WeWork’s model is very testable for operational capabilities. In addition to the long-term fixed costs of leased properties, the vacancy rate, depreciation rate and marketing promotion costs of the property need to be considered, and the liquidity risk is very high. For IPO, WeWork is still difficult to hide the problems in the prospectus by retouching and packaging the data. It emphasizes that it has reached a revenue of 1 billion US dollars in 7 years, and then reached 2 billion in one year. In the recent 6 months, it has reached 3 billion. However, the company’s loss scale has also expanded simultaneously. 1.9 billion US dollars, this is also the focus of the market. WeWork’s explanation is that this is a necessary sacrifice to ensure economies of scale.

In addition, usually the company’s founders will cash out their stocks after listing, but just a month ago, CEO Adam Neumann cashed in more than $700 million from the company. Moreover, he also rented his four properties to the company, suspected of conflict of interest. In response, he said that this is to prove to some landlords that WeWork’s model is feasible and dispel their concerns.

The Israeli-born CEO, who was transferred to 13 families during his childhood divorce, went to the Baruch College in the United States and then dropped out of school. He founded a company that produced foldable high-heeled shoes and knee-padded baby clothing. In 2008, Neumann met an architect with similar growth experience. The latter designed an American clothing store at the construction company and advised Neumann to move the company to the New York art district. In order to save money, Neumann sublease part of the office space to another company, in the process of creating a shared office entrepreneurial idea.

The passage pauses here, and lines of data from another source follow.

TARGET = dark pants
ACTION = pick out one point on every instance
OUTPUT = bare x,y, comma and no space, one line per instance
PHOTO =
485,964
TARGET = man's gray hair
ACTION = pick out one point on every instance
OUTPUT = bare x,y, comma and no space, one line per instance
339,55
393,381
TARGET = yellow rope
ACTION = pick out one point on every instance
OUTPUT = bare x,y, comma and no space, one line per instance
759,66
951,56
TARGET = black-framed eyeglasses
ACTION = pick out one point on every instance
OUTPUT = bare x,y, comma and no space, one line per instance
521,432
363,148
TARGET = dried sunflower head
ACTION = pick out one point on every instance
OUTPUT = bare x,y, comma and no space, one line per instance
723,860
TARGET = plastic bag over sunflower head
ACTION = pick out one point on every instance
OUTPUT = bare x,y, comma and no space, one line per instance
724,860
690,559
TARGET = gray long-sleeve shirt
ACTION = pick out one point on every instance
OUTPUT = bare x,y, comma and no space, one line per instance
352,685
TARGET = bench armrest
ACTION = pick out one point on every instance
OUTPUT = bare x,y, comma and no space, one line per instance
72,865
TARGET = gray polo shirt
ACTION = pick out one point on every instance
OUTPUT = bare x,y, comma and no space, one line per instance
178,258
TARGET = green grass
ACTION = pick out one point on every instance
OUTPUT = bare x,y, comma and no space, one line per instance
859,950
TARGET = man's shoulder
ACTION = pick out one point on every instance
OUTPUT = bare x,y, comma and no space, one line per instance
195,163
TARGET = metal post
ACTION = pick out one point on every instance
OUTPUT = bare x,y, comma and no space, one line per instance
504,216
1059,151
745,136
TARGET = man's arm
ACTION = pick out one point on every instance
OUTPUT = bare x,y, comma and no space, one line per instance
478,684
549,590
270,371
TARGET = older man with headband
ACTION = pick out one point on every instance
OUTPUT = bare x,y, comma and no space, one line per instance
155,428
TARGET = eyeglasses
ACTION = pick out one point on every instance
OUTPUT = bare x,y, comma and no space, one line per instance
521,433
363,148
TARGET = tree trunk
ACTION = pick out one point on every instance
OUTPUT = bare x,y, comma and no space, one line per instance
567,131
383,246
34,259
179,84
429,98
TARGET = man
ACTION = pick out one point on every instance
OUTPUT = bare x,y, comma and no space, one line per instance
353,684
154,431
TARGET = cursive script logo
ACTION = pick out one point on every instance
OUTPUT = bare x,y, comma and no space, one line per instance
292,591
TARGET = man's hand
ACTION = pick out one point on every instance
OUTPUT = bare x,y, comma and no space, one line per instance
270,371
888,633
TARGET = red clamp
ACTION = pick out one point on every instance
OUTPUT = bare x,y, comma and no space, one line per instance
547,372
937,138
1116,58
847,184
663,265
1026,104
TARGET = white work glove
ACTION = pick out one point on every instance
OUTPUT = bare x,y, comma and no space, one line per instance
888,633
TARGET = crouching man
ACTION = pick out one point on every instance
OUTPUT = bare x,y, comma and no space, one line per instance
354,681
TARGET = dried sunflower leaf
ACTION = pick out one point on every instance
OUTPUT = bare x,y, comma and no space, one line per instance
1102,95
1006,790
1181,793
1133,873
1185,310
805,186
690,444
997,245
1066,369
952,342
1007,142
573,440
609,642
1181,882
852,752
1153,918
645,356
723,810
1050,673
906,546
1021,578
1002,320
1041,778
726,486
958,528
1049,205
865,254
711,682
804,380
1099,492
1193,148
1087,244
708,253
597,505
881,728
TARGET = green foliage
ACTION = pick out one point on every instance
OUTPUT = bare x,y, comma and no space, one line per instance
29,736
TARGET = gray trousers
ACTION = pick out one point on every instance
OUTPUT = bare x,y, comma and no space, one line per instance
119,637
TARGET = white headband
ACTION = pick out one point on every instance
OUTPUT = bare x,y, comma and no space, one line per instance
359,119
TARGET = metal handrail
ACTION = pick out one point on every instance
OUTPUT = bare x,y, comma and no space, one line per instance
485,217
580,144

Neumann is very good at convincing investors and frequently showing WeWork’s vision of changing the world. But in the past few years, WeWork’s chaotic corporate management has also been questioned, such as excessive party culture and high staff mobility.

Similarly, there is a fund investment by Softbank, which also burns money to expand its business. Uber has landed in New York, and the stock price is still below the issue price. Recently, it has ushered in the biggest loss in the quarter. The US stock market will only be more cautious about WeWork’s listing plan. In addition to speculators who like gambling, real value investors are always a minority in history and market. What they need is a long-term belief in the prospect of shared office culture. The only question is whether WeWork has the ability to support a super The myth of the growth of the unicorn.